Lover's Leap Lighthouse
- Location: Lover's Leap St Elizabeth Jamaica
- Coordinates: 17°52′09″N 77°39′38″W﻿ / ﻿17.869232°N 77.660466°W

Tower
- Construction: metal tower
- Height: 100 feet (30 m)
- Shape: cylindrical tower with lantern and octagonal gallery
- Markings: tower painted with red and white horizontal bands, white lantern, red gallery
- Heritage: national monument

Light
- First lit: unknown
- Focal height: 530 metres (1,740 ft))
- Range: 40 nmi (74 km; 46 mi)
- Characteristic: Fl W 10s.

= Lover's Leap Lighthouse =

Built by the Engineering Department of the Port Authority of Jamaica, Lover's Leap Lighthouse is Jamaica's most recent. It is a 100 ft tall cylindrical steel(?) tower with lantern and octagonal gallery. It is powered by three different power sources: a generator, electricity and a set of batteries.

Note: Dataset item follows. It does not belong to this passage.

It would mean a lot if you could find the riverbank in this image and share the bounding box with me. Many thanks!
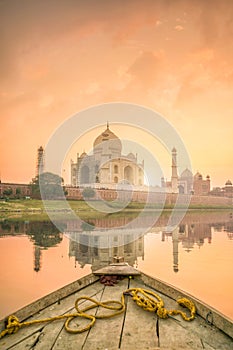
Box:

It is the highest lighthouse in the Western Hemisphere being located at the top of a spectacular vertical cliff; the surrounding area has been developed as a tourist attraction, with a restaurant and observation deck near the lighthouse.

It is maintained by the Port Authority of Jamaica, an agency of the Ministry of Transport and Works, and is on the list of designated National Heritage Sites in Jamaica.